Today, DeVeydt handles nearly 60 billion of them as executive vice president and chief financial officer of health insurance giant WellPoint Inc., a Fortune 100 company that outstripped the 2011 revenues of PepsiCo, Intel and Kraft Foods.

“I remind people that the way you manage a dollar is no different than the way you manage $60 billion,” DeVeydt says. “It’s still one dollar at a time.”

DeVeydt grew up in south St. Louis, and his path to success was largely cut at the University of Missouri–St. Louis, where he earned a bachelor’s degree in accounting in 1993.

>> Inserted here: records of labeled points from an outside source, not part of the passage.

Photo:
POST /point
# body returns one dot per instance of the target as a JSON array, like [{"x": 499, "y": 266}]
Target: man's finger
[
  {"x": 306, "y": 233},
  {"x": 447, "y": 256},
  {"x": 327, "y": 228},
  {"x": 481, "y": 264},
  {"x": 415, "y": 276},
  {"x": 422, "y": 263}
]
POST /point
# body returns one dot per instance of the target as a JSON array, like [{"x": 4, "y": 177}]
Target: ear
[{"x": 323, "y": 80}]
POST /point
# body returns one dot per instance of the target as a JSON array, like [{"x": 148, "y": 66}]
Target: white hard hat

“I think having a standard that says, ‘we’ll accept nothing less’ is maybe not the most political thing to do, but it was the right thing to do to develop real leaders,” he says. “I’m a big fan of the university for that.”

DeVeydt’s story is only one of thousands to emerge from UMSL’s College of Business Administration, which counts 137 CFOs among its graduates.

Not only is the college featured in the 2012 edition of the annual guidebook “The Best 294 Business Schools” by The Princeton Review, but the Association to Advance Collegiate Schools of Business also accredits the college and its accounting program, making UMSL one of only a handful of universities in the country to hold dual accreditation for its business college and accounting program.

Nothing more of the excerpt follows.